This here should find a kind of Levenshtein distance for words, but it is based, as is my habit, on the layout of the keyboard, rather than being a naïve implementation. It is not generalised. This time, it is strictly for the phone.
It creates String#-
, which is commutative, unlike the traditional -
.
So,
'man' - 'boy' = 'boy' - 'man'
Now:
'man' - 'men' = 2
And:
'man' - 'mbn' = 1
Which makes 'mbn'
have a smaller distance from 'man'
, because they share a key on the phone (it could be a case of one pressing the key one time too many).
However:
'man' - 'med' = 4
Which places 'men'
closer to 'man'
, in case of bad spelling, than 'med'
.
'man' - 'man' = 0
For there is no distance between the same two words.
An arbitrary/heuristic way to decide, sans interaction, which of the words
in a list were intended, if all of them were missed, is to take the one that
is closest, of those that are within < 3
in distance.
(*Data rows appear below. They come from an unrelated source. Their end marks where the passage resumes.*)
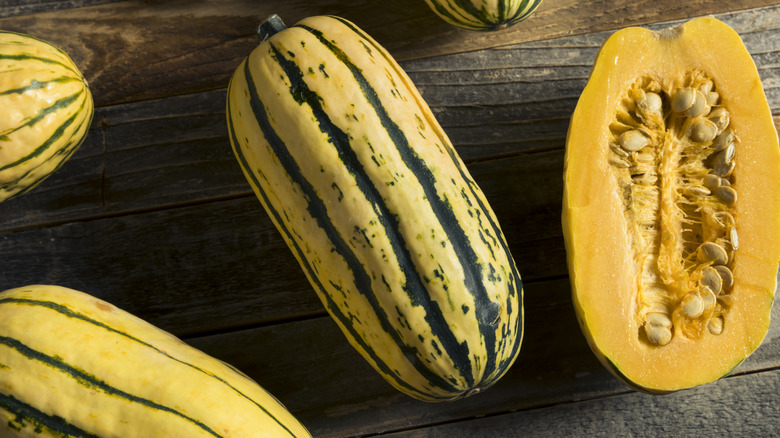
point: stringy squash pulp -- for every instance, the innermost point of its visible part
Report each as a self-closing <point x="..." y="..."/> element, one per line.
<point x="671" y="209"/>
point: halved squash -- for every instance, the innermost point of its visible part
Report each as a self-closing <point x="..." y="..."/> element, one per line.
<point x="671" y="210"/>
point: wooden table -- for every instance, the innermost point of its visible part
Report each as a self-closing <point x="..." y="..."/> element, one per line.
<point x="153" y="214"/>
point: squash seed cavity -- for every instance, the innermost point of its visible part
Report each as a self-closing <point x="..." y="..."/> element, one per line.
<point x="673" y="154"/>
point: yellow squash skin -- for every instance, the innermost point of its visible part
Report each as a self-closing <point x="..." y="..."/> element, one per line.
<point x="74" y="365"/>
<point x="47" y="111"/>
<point x="367" y="191"/>
<point x="602" y="272"/>
<point x="483" y="15"/>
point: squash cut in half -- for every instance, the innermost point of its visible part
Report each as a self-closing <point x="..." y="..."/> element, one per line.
<point x="671" y="210"/>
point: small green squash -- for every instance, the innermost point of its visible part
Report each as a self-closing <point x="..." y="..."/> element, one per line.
<point x="370" y="196"/>
<point x="483" y="15"/>
<point x="74" y="365"/>
<point x="47" y="111"/>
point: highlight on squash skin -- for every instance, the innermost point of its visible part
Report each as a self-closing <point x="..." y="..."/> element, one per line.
<point x="670" y="222"/>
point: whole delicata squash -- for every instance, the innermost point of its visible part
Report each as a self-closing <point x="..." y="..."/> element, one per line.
<point x="47" y="111"/>
<point x="370" y="196"/>
<point x="671" y="210"/>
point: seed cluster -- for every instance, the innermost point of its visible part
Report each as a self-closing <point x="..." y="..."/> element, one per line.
<point x="673" y="154"/>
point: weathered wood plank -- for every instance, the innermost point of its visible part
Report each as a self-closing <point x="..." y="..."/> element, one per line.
<point x="174" y="151"/>
<point x="12" y="8"/>
<point x="312" y="369"/>
<point x="741" y="406"/>
<point x="134" y="50"/>
<point x="218" y="265"/>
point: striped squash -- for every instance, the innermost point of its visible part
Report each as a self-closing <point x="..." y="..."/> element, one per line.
<point x="483" y="15"/>
<point x="47" y="111"/>
<point x="73" y="365"/>
<point x="373" y="201"/>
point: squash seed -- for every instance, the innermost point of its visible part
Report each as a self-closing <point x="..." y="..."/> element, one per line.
<point x="726" y="277"/>
<point x="652" y="103"/>
<point x="697" y="191"/>
<point x="633" y="140"/>
<point x="708" y="299"/>
<point x="704" y="131"/>
<point x="734" y="237"/>
<point x="723" y="169"/>
<point x="658" y="328"/>
<point x="724" y="139"/>
<point x="619" y="162"/>
<point x="726" y="299"/>
<point x="712" y="252"/>
<point x="726" y="194"/>
<point x="703" y="146"/>
<point x="712" y="98"/>
<point x="720" y="117"/>
<point x="692" y="305"/>
<point x="711" y="278"/>
<point x="699" y="107"/>
<point x="618" y="150"/>
<point x="683" y="99"/>
<point x="711" y="181"/>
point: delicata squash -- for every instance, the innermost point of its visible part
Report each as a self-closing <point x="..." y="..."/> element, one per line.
<point x="367" y="191"/>
<point x="671" y="210"/>
<point x="72" y="365"/>
<point x="47" y="111"/>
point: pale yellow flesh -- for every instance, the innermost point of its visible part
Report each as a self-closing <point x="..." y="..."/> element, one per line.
<point x="154" y="366"/>
<point x="596" y="229"/>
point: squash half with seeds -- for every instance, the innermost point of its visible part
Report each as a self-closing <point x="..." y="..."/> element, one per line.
<point x="47" y="111"/>
<point x="72" y="365"/>
<point x="671" y="209"/>
<point x="365" y="188"/>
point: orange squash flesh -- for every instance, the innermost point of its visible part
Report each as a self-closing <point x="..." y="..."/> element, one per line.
<point x="602" y="257"/>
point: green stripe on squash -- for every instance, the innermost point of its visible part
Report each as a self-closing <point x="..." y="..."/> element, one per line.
<point x="483" y="15"/>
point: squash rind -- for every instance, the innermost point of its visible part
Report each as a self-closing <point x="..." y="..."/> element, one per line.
<point x="87" y="368"/>
<point x="395" y="237"/>
<point x="483" y="15"/>
<point x="48" y="110"/>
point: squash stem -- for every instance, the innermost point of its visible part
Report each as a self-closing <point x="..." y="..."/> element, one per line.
<point x="271" y="26"/>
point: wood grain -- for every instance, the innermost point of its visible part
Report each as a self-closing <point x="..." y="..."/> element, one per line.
<point x="336" y="393"/>
<point x="137" y="50"/>
<point x="154" y="215"/>
<point x="716" y="410"/>
<point x="220" y="265"/>
<point x="492" y="103"/>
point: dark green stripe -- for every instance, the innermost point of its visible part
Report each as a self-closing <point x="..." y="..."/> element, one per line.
<point x="414" y="286"/>
<point x="515" y="285"/>
<point x="93" y="383"/>
<point x="318" y="210"/>
<point x="25" y="57"/>
<point x="523" y="13"/>
<point x="72" y="314"/>
<point x="58" y="105"/>
<point x="29" y="416"/>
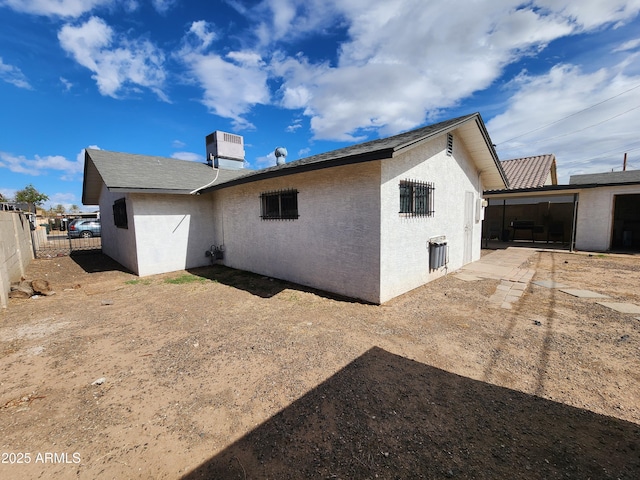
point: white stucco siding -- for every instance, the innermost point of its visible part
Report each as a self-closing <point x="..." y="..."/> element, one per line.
<point x="335" y="243"/>
<point x="595" y="216"/>
<point x="117" y="243"/>
<point x="405" y="239"/>
<point x="173" y="232"/>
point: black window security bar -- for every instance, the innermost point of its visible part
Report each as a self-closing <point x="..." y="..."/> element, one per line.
<point x="120" y="213"/>
<point x="416" y="198"/>
<point x="279" y="205"/>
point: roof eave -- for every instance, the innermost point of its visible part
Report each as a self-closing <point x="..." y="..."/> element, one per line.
<point x="286" y="170"/>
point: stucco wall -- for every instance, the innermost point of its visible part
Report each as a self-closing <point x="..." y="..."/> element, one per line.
<point x="118" y="243"/>
<point x="333" y="246"/>
<point x="172" y="231"/>
<point x="595" y="216"/>
<point x="16" y="251"/>
<point x="405" y="240"/>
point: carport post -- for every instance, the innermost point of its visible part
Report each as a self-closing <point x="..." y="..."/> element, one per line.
<point x="574" y="222"/>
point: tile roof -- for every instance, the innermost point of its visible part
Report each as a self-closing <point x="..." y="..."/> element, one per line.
<point x="530" y="172"/>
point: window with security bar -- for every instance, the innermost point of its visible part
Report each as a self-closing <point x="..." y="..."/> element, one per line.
<point x="120" y="213"/>
<point x="416" y="198"/>
<point x="280" y="205"/>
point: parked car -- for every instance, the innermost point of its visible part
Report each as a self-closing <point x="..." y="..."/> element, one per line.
<point x="84" y="228"/>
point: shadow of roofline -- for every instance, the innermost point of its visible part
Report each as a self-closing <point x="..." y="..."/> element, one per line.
<point x="261" y="285"/>
<point x="386" y="416"/>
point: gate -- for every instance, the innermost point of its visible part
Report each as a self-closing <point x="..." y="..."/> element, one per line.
<point x="51" y="240"/>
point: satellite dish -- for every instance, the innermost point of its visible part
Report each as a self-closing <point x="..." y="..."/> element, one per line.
<point x="281" y="155"/>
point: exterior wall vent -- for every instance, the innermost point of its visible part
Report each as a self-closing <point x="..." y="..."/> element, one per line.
<point x="225" y="150"/>
<point x="437" y="252"/>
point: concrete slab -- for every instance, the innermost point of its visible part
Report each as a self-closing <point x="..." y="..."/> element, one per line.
<point x="467" y="277"/>
<point x="583" y="293"/>
<point x="621" y="307"/>
<point x="549" y="284"/>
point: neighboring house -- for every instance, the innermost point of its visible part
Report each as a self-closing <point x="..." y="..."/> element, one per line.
<point x="547" y="218"/>
<point x="609" y="211"/>
<point x="531" y="172"/>
<point x="596" y="212"/>
<point x="370" y="221"/>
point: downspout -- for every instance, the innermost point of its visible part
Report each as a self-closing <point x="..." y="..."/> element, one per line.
<point x="504" y="209"/>
<point x="195" y="192"/>
<point x="574" y="223"/>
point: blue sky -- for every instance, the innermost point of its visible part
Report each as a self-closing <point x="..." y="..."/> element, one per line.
<point x="156" y="76"/>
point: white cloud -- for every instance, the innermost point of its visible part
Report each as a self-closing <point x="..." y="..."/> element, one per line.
<point x="190" y="156"/>
<point x="629" y="45"/>
<point x="13" y="75"/>
<point x="232" y="83"/>
<point x="117" y="62"/>
<point x="403" y="61"/>
<point x="587" y="119"/>
<point x="60" y="8"/>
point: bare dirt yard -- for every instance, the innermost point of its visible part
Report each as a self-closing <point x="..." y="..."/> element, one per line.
<point x="215" y="373"/>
If you get only one,
use that.
The -
operator has an unspecified time complexity that is huge.
It is at least O(5n(n^2))
on the shortest string.
Please use only with short strings, and sparingly. It has not been optimised
for speed, just for the comfort of those who may have made the spelling
errors (not even for the programmer).
- Add accented characters to the keypad, when I get a text editor that permits it.